From the April 5 edition of Fox News' The Big Story with John Gibson:
GIBSON: Iran is testing anti-aircraft land-to-sea missiles, which are said to be capable of evading radar. The state-run TV there reports Iran also successfully fired a top-secret missile. This is the third -- the -- this week. They've also unveiled high-speed torpedoes and a super-modern flying boat. So, while Iran keeps playing war games, should we be working on our next move? Joining us now, Democratic Congresswoman from California Jane Harman.
HARMAN: Hi, John.
GIBSON: So Congresswoman, it appears Iran is just rolling out weapon after weapon this week. I guess they're talking to you and everybody else under that Capitol dome, aren't they?

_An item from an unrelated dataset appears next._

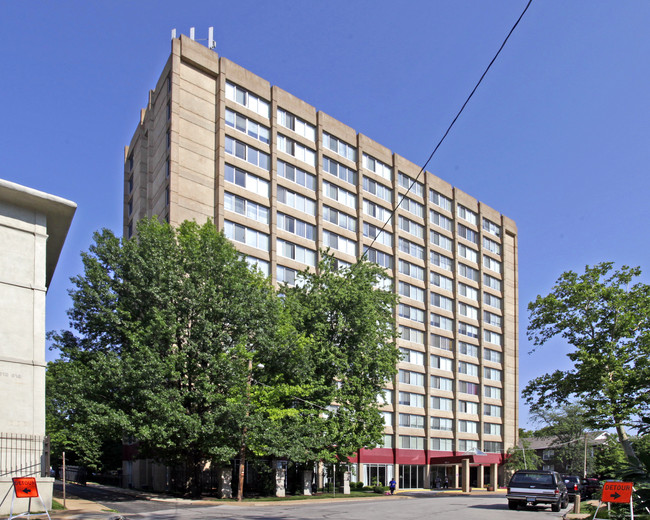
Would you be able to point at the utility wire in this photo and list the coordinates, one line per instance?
(392, 215)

HARMAN: Well, they're making a lot of noise. Saddam Hussein is making a lot of noise in a courtroom. But what is critical, John, is that we know, truly, as accurately as we can, how capable they are and what their intentions are, and that requires the best intelligence we can field. And I'm not sure that our intelligence case on Iran is as good as it needs to be.
GIBSON: Well, I mean, they're giving us plenty of pictures of their new weapons.

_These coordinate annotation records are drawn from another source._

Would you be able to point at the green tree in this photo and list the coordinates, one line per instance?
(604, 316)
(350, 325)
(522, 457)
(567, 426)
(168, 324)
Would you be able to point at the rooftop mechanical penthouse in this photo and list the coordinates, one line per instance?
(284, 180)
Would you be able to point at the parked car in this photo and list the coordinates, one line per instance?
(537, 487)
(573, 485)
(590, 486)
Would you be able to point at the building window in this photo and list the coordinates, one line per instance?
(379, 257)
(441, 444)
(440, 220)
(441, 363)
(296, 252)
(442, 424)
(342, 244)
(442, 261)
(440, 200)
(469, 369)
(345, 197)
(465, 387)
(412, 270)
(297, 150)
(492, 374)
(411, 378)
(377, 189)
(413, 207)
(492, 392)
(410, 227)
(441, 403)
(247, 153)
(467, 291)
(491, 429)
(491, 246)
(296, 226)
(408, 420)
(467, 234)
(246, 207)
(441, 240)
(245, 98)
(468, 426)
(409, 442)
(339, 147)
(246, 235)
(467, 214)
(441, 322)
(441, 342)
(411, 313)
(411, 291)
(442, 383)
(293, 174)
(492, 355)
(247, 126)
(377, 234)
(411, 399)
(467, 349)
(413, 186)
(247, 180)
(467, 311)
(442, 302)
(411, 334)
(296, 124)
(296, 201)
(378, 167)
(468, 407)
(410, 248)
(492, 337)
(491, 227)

GIBSON: What else do you want to know?
HARMAN: Well, the big issue is how nuclear capable is Iran? We've known for years that they have a lot of missiles and those missiles go fast. We also know they are an existential threat to the region, especially to Israel. They've armed a lot of terror groups, and they've done a lot of bad things. But the issue, at least that I want to know more about, is how nuclear capable are they? When will they have nuclear weapons? And what are the intentions of the leader? Not what's the leader's -- what's the -- not what's the decibel level is, but what are they really going to do?

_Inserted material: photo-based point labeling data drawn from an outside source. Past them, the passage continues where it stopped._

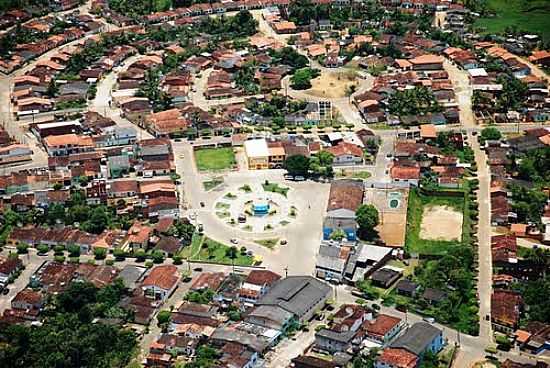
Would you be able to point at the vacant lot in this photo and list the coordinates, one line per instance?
(205, 249)
(332, 84)
(441, 223)
(215, 159)
(528, 16)
(425, 237)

GIBSON: Well, today, I believe a Russian general said that North Korea does have the bomb, and Iran's going to have the bomb literally any minute. So, what else do you need to know?
HARMAN: Well, I don't know who the North -- the Russian general is. We know that Russia's been transferring technology to Iran for decades. Congress tried to stop it some time ago, and it obviously didn't stop. But that doesn't cause me to believe it. Let's remember the history on Iraq. We learn now that one of the biggest sources was called Curveball, and Curveball was totally unreliable. And we based a lot of intelligence products on this guy. I think we've seen this movie before. We shouldn't do saber-rattling back. What we should do is the hard work of getting the good sources, doing the right analysis, and then speaking truth to power, so that our policymakers have the best possible intelligence.